Lampard mengalami cedera paha dalam latihan pertama jelang The Three Lions melawan Brasil di Doha, Qatar. Kondisi Lampard menurut laporan tim medis sangat serius.
Inggris langsung memulangkan Lampard dengan penerbangan pertama ke London. Itu agar pemain 31 tahun ini bisa melakukan scan di markas latihan Chelsea, Cobham hari ini.
"Kami telah memulangkan Lampard. Dan Inggris tak memanggil pemain lagi," sebut pernyataan Asosiasi Sepakbola Inggris (FA).
Tanpa Lampard, Fabio Capello semakin pusing saat meladeni Brasil, Sabtu 14 November 2009. Pasalnya, Don Fabio juga kehilangan Glen Johnson, Rio Ferdinand, Steven Gerrard dan Aaron Lennon.
Tapi, itu membawa kabar bagus buat duo Manchester United: Wes Brown dan Michael Carrick yang akan kembali merumput bersama James Milner di sayap kiri. Peter Crouch dan Wayne Rooney akan berduet di lini depan.
Hantu Cedera Chelsea
Chelsea dijadwalkan langsung memeriksa cedera Lampard. The Blues masih berharap kabar positif, meski dibayangi ancaman absen selama delapan pekan atau dua bulan.
Tentu, ini sangat tak diinginkan kubu Stamford Bridge. Apalagi, Lampard masih menjadi kunci skuad Carlo Ancelotti mempertahankan posisi di puncak klasemen sementara Premier League.
Sebelumnya, Ancelotti dipaksa tak memainkan bek sayap kiri, Ashley Cole dalam beberapa pekan terakhir.
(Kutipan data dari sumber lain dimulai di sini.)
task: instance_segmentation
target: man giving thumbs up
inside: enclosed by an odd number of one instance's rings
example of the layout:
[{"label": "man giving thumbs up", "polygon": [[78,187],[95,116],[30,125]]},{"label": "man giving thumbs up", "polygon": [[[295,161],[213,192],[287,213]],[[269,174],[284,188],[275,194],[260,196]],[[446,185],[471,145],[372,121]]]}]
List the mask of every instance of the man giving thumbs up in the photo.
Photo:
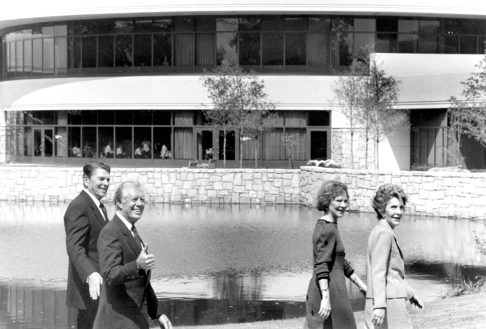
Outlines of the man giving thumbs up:
[{"label": "man giving thumbs up", "polygon": [[148,329],[150,317],[161,328],[172,328],[150,285],[155,257],[147,254],[148,247],[135,228],[145,208],[143,188],[137,181],[122,183],[114,201],[116,214],[98,240],[104,284],[93,328]]}]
Ashley mengalami retak tulang kering.
Kabar sedikit menyenangkan hanya kemungkinan pulihnya striker Didier Drogba dari cedera dada yang didapat saat menang atas Manchester United. Saat itu, Drogba dihajar bek MU, Jonny Evans.
Jika benar Lampard absen dua bulan, maka Chelsea akan pincang. Pasalnya, Carletto tak bisa memainkan Drogba, Michael Essien, John Obi Mikel dan Salomon Kalou pada Januari nanti akibat tampil di Piala Afrika.
Carletto kemungkinan akan minta Manajemen The Blues agar mendatangkan pemain baru di bursa transfer musim dingin, Januari 2010. Chelsea akan memanfaatkan penangguhan skorsing FIFA setelah dikabulkannya banding ke Pengadilan Arbitrase Olahraga.